Yea, with the upcomming "shared and private" stuff, I would expect the
the shared<->private conversions would call the routines from patch 3 to
restore direct map entries on private->shared, and zap them on
shared->private.

But as you said, the current upstream state has no notion of "shared"
memory in guest_memfd, so everything is private and thus everything is
direct map removed (although it is indeed already inaccessible anyway
for TDX and friends. That's what makes this patch series a bit awkward
:( )

> -- 
> Cheers,
> 
> David / dhildenb
> 

Best, 
Patrick
Manwaring, Derek Nov. 1, 2024, 12:10 a.m. UTC | #3
On 2024-10-31 at 10:42+0000 Patrick Roy wrote:
> On Thu, 2024-10-31 at 09:50 +0000, David Hildenbrand wrote:
> > On 30.10.24 14:49, Patrick Roy wrote:
> >> Most significantly, I've reduced the patch series to focus only on
> >> direct map removal for guest_memfd for now, leaving the whole "how to do
> >> non-CoCo VMs in guest_memfd" for later. If this separation is
> >> acceptable, then I think I can drop the RFC tag in the next revision
> >> (I've mainly kept it here because I'm not entirely sure what to do with
> >> patches 3 and 4).
> >
> > Hi,
> >
> > keeping upcoming "shared and private memory in guest_memfd" in mind, I
> > assume the focus would be to only remove the direct map for private memory?
> >
> > So in the current upstream state, you would only be removing the direct
> > map for private memory, currently translating to "encrypted"/"protected"
> > memory that is inaccessible either way already.
> >
> > Correct?
>
> Yea, with the upcomming "shared and private" stuff, I would expect the
> the shared<->private conversions would call the routines from patch 3 to
> restore direct map entries on private->shared, and zap them on
> shared->private.
>
> But as you said, the current upstream state has no notion of "shared"
> memory in guest_memfd, so everything is private and thus everything is
> direct map removed (although it is indeed already inaccessible anyway
> for TDX and friends.
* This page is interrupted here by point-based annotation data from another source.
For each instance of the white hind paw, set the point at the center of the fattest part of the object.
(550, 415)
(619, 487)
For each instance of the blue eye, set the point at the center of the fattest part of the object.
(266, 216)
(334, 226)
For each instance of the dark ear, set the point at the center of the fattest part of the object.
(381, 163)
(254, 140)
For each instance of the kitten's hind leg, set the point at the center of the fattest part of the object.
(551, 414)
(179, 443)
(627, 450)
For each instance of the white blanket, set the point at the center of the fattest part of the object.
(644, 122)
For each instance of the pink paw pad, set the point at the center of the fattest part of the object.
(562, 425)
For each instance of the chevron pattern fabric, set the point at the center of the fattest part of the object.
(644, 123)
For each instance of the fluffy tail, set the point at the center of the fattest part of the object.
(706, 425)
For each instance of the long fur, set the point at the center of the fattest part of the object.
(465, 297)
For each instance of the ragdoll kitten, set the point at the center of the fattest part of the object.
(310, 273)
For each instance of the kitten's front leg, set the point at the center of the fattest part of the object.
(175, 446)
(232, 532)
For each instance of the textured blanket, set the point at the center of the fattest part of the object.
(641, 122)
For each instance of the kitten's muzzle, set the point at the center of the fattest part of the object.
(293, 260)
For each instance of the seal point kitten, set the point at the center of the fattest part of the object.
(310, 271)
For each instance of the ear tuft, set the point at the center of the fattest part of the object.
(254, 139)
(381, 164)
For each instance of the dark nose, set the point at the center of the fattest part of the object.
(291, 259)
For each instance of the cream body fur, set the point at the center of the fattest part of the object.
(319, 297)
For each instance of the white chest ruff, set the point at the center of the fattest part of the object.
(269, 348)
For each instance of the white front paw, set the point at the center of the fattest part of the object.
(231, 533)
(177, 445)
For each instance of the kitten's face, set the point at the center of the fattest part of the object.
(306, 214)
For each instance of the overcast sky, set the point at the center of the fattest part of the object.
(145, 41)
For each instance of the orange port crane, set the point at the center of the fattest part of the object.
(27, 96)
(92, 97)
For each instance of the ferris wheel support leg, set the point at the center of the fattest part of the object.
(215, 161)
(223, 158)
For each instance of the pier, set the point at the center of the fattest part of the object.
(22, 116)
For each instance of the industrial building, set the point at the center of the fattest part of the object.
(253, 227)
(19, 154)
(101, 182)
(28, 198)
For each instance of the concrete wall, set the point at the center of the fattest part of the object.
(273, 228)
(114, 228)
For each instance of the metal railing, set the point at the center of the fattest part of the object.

That's what makes this patch series a bit awkward
> :( )

TDX and SEV encryption happens between the core and main memory, so
cached guest data we're most concerned about for transient execution
attacks isn't necessarily inaccessible.

I'd be interested what Intel, AMD, and other folks think on this, but I
think direct map removal is worthwhile for CoCo cases as well.

Derek